Dealing with mental health in any country is rough. From the beginning, just finding a therapist who checks your personal boxes, the trauma of explaining to an outsider your thoughts and emotions, dealing with medication and trying to find what dosage works for you, the process is tedious and exhausting. Take that process, multiply it by 5, and you have some awareness of the Jamaican situation when it comes to mental health and treating it.
Jamaica is in an interesting position. A majority of us suffer from some disorder according to a renowned late shrink, and the State, on the face of it, has acted. Mental health medications are part of the National Health Fund (NHF) suite of drugs, which are heavily subsidised; mental health units are operating in health centres; and advertisements abound telling people to talk to a therapist if they need to.
Despite all this, more needs to be done. Anyone who has interacted with a health centre knows that, in theory, they are brilliant, but in practice, it is a daunting experience. Be it the hours spent waiting to see a doctor, the dearth of medical staff, or the lack of amenities for visitors or the fact that the mental health unit is open for one day, there is much to be desired.
Health centres as the primary point of health care are failing, but it is no fault of the staff who are underfunded, underequipped and understaffed. It would seem to an outsider, a person who only uses the system, that at the very least more medical personnel are needed at these places.
It cannot be that a person, who has a job or is in school, has to wait upwards of 4 hours to be seen and get their medication. From a productivity standpoint that is a losing formula and remains, anecdotally, a reason that people stay away from health centres, only going when things are at their worst point.
It is only slightly better in the private care arena. Sure, one can find psychiatrists and psychologists, but booking them is problematic — sometimes you are scheduled months in advance when you need immediate care — and the cost of visiting privately is prohibitively expensive even if you are one of the lucky few with health insurance.

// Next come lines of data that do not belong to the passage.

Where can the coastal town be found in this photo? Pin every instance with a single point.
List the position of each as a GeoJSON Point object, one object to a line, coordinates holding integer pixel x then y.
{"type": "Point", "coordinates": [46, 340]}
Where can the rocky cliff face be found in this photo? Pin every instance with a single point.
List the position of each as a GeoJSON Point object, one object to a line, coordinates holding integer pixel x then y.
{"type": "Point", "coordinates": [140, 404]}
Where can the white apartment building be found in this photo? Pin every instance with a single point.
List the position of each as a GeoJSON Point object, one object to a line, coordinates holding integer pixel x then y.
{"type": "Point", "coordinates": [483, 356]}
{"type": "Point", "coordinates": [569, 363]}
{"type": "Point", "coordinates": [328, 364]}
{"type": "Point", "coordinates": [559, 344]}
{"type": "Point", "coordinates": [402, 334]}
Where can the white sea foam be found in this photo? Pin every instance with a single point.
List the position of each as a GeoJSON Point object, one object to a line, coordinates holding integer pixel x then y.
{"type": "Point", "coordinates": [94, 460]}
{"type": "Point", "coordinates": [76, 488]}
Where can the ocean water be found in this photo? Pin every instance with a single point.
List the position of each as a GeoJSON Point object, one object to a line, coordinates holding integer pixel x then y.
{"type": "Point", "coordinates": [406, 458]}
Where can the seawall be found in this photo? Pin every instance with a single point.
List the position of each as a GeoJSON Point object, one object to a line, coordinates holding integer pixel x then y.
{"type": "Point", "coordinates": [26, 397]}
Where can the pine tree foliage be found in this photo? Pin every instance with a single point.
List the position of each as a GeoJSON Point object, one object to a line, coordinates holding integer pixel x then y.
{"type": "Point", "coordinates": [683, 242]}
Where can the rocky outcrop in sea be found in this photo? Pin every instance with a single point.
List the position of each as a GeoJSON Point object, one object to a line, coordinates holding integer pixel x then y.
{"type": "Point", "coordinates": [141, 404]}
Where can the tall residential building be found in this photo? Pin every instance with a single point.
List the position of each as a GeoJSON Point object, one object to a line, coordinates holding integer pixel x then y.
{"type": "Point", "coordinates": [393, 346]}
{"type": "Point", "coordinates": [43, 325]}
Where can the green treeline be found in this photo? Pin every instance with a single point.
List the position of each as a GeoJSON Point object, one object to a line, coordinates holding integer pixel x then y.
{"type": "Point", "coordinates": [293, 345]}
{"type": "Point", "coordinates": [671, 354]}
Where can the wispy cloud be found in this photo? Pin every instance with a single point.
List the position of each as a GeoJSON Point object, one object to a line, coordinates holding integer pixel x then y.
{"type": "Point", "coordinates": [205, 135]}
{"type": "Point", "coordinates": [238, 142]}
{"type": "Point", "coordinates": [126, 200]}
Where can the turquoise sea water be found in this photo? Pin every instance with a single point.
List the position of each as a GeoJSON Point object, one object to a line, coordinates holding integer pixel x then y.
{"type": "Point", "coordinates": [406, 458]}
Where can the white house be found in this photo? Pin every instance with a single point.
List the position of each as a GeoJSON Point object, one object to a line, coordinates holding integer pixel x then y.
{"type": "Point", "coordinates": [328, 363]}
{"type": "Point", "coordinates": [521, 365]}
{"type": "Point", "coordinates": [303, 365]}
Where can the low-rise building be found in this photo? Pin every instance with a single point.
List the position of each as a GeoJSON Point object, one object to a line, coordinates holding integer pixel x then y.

Private care ultimately is not the way to go in the long term; everyone knows this, but the public system leaves a lot to be desired.
It is possible for the public health clinics to run smoothly. All that is needed is an increase in nurses and other medical personnel. That, though, is easier said than done.
The idea of public health clinics being the first responder in the community for mental health falls at the first hurdle if people are put off from attending. The idea of doctors and nurses entering communities dies on the operating table if they are understaffed. This is the reality faced not just by the mental health patient, but the pregnant mother, the aged and infirm elder, and the baby. A system that, on paper, looks good but which struggles to do the basics.
More medication covered by the NHF would be nice, but increasing the number of psychiatrists and psychologists is what is needed. There is a major shortage in both the public and private settings and its impact is real. Maybe the ministry could look into having those private clinicians practice part-time in the public setting to cover the shortfall of doctors. That would, at the very least, allow for talk therapy, a key part of the therapy that is now lacking from the public setting.
All in all, mental health, like so many other things in this country, only gets lip service and no real action. People are wandering the streets, flunking out of school, having relationships implode, all because the system is failing them. More staff are needed, and more specialised clinics are needed if this is to be truly tackled, but like everything else, I only see it getting worse before if it gets better.